Ästhetische Eigenzeiten – Zeit und Darstellung in der polychronen Moderne

Anachronie und Präsenz. Ästhetische Wahrnehmung und künstlerische Zeitlichkeitskonzepte im ›Black Atlantic‹

Gabriele Genge (Essen)

Teilprojekte Phase: 1. 2.

The Anachronic and the Present: Aesthetic Perception and Artistic Concepts of Temporality in the »Black Atlantic«

The research project examines the relevance of aesthetic temporalities in the transcultural »chronotopos« Black Atlantic. It refers in particular to artifacts, artistic works, as well as aesthetic theory concepts and their relational dynamics, their potentialities of time and their agency. The term »Black Atlantic« refers to colonialism and slave trade and the manifold political and cultural relations between the continents of Africa, Europe and the Americas, which are deeply inscribed in a transnational spatial construct. The model focuses on dynamic, cultural networks beyond those nation-state identity politics that have shaped the Western art history so far fundamentally.

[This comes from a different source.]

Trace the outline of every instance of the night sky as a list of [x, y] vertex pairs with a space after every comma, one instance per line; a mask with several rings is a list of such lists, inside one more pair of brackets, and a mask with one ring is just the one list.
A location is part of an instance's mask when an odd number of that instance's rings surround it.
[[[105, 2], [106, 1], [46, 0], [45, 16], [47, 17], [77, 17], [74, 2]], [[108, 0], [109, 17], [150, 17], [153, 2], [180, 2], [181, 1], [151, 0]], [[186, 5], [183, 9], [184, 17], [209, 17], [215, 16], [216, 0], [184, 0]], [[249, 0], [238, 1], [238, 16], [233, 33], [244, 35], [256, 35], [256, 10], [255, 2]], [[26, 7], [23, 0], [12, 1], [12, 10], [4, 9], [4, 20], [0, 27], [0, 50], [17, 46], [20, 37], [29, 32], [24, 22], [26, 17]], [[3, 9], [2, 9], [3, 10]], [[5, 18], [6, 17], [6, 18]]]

The starting point is a new understanding of the so-called »global« contemporary art, which now is to be understood as condensed historical intertwining processes that can replace former static art historical epoch models. Beyond dichotomous racial concepts and their anthropological determined temporality – i.a. expressed in the concept of a »primitive Africa« – it is intended to point out the idiosyncratic, »present« aesthetic potential of artistic objects, artifacts and their relevance to modernity and the contemporary. Furthermore the project should specify the influence of this aesthetic potential on the production of systems of knowledge. Yet the exploration of the medium of the »image/pictorial« and its transcultural agency plays a fundamental role. It should be investigated, in which way pictures/ artifacts and their migratory perception could engender concepts of knowledge in (post)-colonial ethnology, art history and philosophy such as »fetishism« and »totemism«, which took shape not only in the »West«. Rather, it should be asked, in which manner they condensed in »aesthetic regimes« in different areas in the Black Atlantic. Furthermore, its relevance for the history of the disciplines, its methods and aesthetic concepts should be elaborated.

The temporal framing of the project will be provided by the concept of Negritude, which until now has rarely been investigated and developed as aesthetic construction of temporality in the »Black Atlantic« in the 1930s in Paris. The influence of this concept and its transnational »agents« should be examined for the period of decolonization and political »new beginning« of the 1960s, where artistic practices, works of art and artifacts induced »other«, for instance »anachrone« concepts of historicity. Finally, with the deconstruction of Négritude in the 1980s its role should be continuously investigated until the present time in examining its artistic and theoretical implications to decolonize the discipline and its concepts of the picture.